Acupuncture Treatment: GV-20, GB-20, Da-feng-men, BL-15, BL-17, BL-18, BL-19, SP-10, SP-9 and LIV-3. Dry needling was conducted about 20 minutes each session, one session every month for three sessions. 

Herbal Treatment: 
1) Di Tan Tang: 5 capsules (0.5 gram per capsule), given orally twice daily for three months
2) Bu Xue Xi Feng: 5 capsules (0.5 gram per capsule), given orally twice daily for three months
Outcome: The dog responded well to the TCVM treatment. Her seizures had completely resolved after three acupuncture sessions (each session one month apart) and three months of herbal medication. She then received acupuncture once every 3-12 months and Tian Ma Plus II (3 grams twice daily) for her rest of seizure-free life until she passed away at the age of 13. 

Case 2:  5 year old, 60 pound, castrated male Mixed Breed 
Major complaints: Uncontrolled seizures 

Current medications: Phenobarbital and Potassium Bromide (KBr)

History: Clusters of seizures started 10 days after receiving a vaccination seven months previously. Clusters of seizures had resolved using phenobarbital and KBr, but the dog still had seizures every 15 to 30 days. One week before presentation, the dog had five seizures within one hour - starting early in the morning - with severe disorientation. The seizures were strong and each seizure lasted about five to six minutes. The dog received the increased doses of phenobarbital and KBr, but he still had a cluster of seizures daily for the next week. He had occasional diarrhea and was slightly overweight.

TCVM Examination: He was a very sweet, laid-back and food-motivated dog. His ears and body were hot. He showed cool-seeking behavior. He panted excessively and it became worse at night. His skin and paws were dry. His tongue was red with white foam and a greasy, white, thick coating. His pulse was thin and fast, weaker on the left side.

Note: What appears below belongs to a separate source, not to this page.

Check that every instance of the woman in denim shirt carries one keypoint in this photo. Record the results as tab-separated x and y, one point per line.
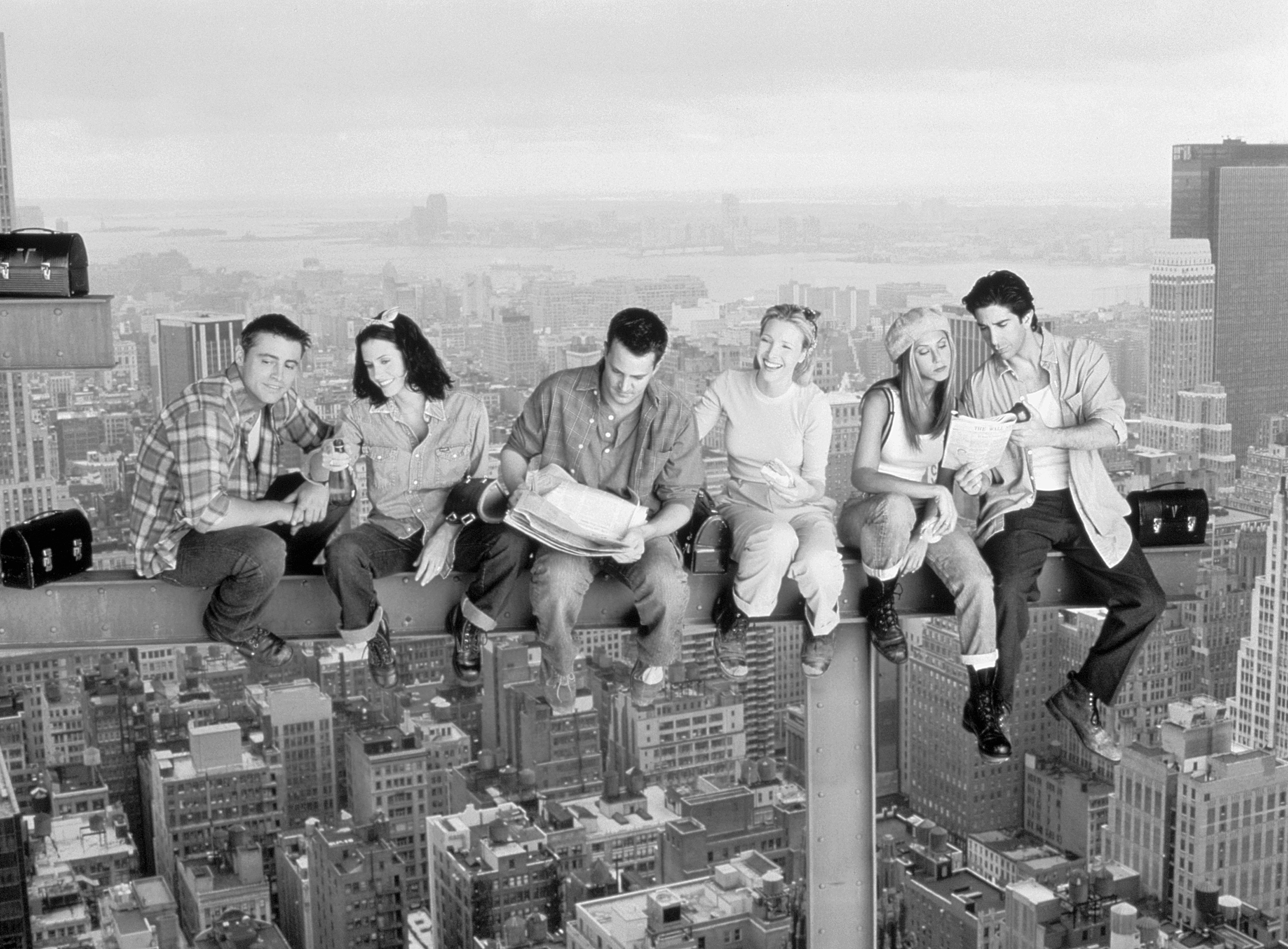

TCVM Diagnosis: Internal Wind due to Liver Yin Deficiency

Acupuncture Treatment: GB-20, BL-10, BL-12, GV-14, LIV-3, BL-18, BL-19, BL-20, BL-21, BL-23, SP-6, KID-3 and ST-40. Dry needling acupuncture was conducted 20 minutes each session, with one session every two weeks. 
 
Herbal Treatment: 
1) Di Tan Tang: 7 capsules (0.5 gram per capsule), given orally twice daily for three months 
2) Tian Ma Gou Teng: 7 capsules (0.5 gram per capsule), given orally twice daily for three months
Outcome: The dog responded well to the TCVM treatment. He only had one to two seizure episodes per week for the first month, and only one seizure episode in the second month following treatment. He then required only one session of acupuncture every 3-12 months and Tian Ma Plus II (3.5 grams twice daily) for maintenance. He has not had any seizures over the past six years (until the time this paper was written). 

Conclusion: The combination of the TCVM and CWM is a very effective therapeutic approach to control seizures and epilepsy. CWM is effective to control severe seizures initially and to identify the cause of the disease. TCVM can be effectively used for the treatment of milder seizure cases and help control those cases that fail to respond to CWM.  

References
1. Xie H, Priest V. Traditional Chinese Veterinary Medicine. Reddick, FL: Jing Tang Publishing, 2007: 409-415.
2. Unschuld PU. Huang Di Nei Jing Su Wen. London, University of California Press, 2002: 183-194.
3. Chrisman C, Mariani C, Platt S, Clemmons R. Neurology for the Small Animal Practitioner.  Jackson Wy: TetonNewMedia, 2003:85-114.
4. Chrisman C. Seizure disorders. In Xie H, C Chrisman and L Trevisanello (Ed). Traditional Chinese Veterinary Medicine for Neurological Diseases. Reddick, FL:Jing Tang Publishing 2011:71-94
5. Xie H, Priest V. Xie’s Veterinary Acupuncture. Ames, Iowa: Blackwell Publishing 2007:129-234,263-265
6. Xie H, Preast V. Xie’s Chinese Veterinary Herbology. Ames.IA: Wiley-Blackwell,  2010:261-272,  486-510,  449-460
7. Xie H, Preast V. Chinese Veterinary Herbal Handbook 2nd Ed. Reddick, FL: Chi Institute of Chinese Medicine,  2008:10,110,111,113,274-277
8. Leggett D.  Helping Ourselves: A Guide to Traditional Chinese Food Energetics. Totnes, England: Meridian Press 2005:21-36.